Started as a student project in Germany in 2007, fruux is a synchronization application that allows Apple users to synchronize their calendar of events, address book entries, tasks, Safari bookmarks, and notes between multiple computers. Initially, fruux was available as a free download, but it has grown into a for-profit organization with an internationally known and utilized application. The developers at fruux report that the application has helped users to sync approximately 200 thousand tasks, 10 million bookmarks, 17 million calendar events, and 20 million address book entries.
fruux

Although the synchronization application was developed on local machines, fruux has employed Amazon Web Services (AWS) to host its application since its public beta-launch. The company uses Amazon Elastic Load Balancing, Amazon Elastic Compute Cloud (Amazon EC2) and Amazon Elastic Block Store (Amazon EBS) to run its nginx Web servers. Amazon Simple Storage Service (Amazon S3) is fruux’s choice for versioned application code and backup storage. In addition, fruux uses Amazon Relational Database Service (Amazon RDS) to manage its central databases. The synchronization application itself was developed using the Cocoa® framework in Objective-C.

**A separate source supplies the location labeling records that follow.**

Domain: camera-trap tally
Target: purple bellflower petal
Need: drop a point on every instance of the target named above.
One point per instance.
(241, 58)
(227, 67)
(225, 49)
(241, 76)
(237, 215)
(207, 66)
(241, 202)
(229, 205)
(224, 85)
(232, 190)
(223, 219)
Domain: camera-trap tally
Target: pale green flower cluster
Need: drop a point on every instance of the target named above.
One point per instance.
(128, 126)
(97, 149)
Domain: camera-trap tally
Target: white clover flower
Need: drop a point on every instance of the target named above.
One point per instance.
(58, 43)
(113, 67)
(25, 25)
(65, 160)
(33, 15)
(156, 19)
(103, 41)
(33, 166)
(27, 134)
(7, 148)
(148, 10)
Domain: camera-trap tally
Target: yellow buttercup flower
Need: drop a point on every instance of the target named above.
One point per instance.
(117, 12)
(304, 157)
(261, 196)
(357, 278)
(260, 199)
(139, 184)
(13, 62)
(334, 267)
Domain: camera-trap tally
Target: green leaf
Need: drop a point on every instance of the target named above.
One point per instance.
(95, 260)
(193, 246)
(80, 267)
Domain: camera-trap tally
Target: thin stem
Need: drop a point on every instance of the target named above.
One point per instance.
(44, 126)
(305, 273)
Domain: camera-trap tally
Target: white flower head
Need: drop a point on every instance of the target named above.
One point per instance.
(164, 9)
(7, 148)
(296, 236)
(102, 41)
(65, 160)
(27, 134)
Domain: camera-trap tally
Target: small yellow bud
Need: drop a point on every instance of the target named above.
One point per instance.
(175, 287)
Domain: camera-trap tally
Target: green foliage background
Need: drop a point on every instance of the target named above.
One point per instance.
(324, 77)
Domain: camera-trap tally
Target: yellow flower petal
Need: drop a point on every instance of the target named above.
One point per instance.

fruux architecture diagram

The fruux development team explored a variety of solutions and ultimately chose AWS because of its ease of use and scalability. Dominik Tobschall, Co-Founder of fruux, says AWS met the company’s requirements because “it’s easy and speedy to fire up instances in the AWS cloud. It wasn’t necessary to sign dozens of contracts while waiting days for confirmations or system administrator set-up. With AWS we just decide on the resources we need and launch them.” Tobschall also believes that the decision to use AWS has saved the company a tremendous amount of man hours.

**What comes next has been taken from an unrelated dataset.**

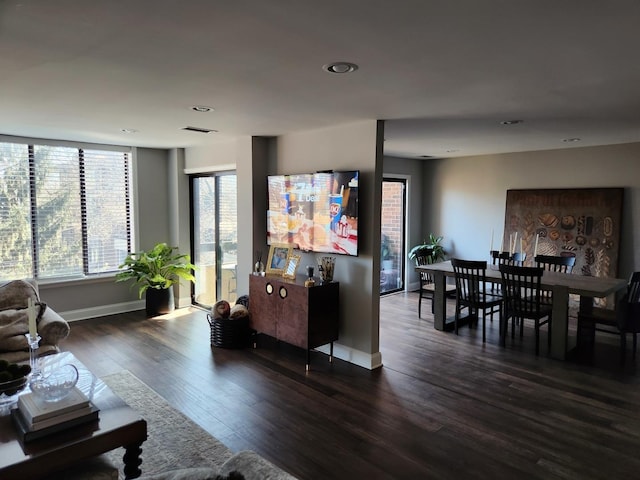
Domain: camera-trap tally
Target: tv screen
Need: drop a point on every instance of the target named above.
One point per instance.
(314, 212)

In the near future, fruux will be extending its application to include Apple’s mobile devices. The company also hopes to re-launch a free version of its application to compliment its paid version soon. In the process of creating these new offerings, fruux will rely more heavily on Amazon EC2 and Amazon RDS. In addition to conventional database sharding, the fruux development team is particularly interested in using the Amazon RDS read replica feature, which improves the scalability of read-heavy database instances. As an extension of the application, fruux hopes to eventually integrate Amazon Simple Notification Service (Amazon SNS) for sync event handling. Additionally, fruux is planning to migrate its website and blog from their current hosts to AWS.

fruux has made full use of a variety of solutions offered by AWS to grow their student project into an internationally-known application. Tobschall explains that AWS has allowed the company “to build our application in a way that wouldn’t lock us in, and right now, it looks like we’re in with AWS for the long haul.”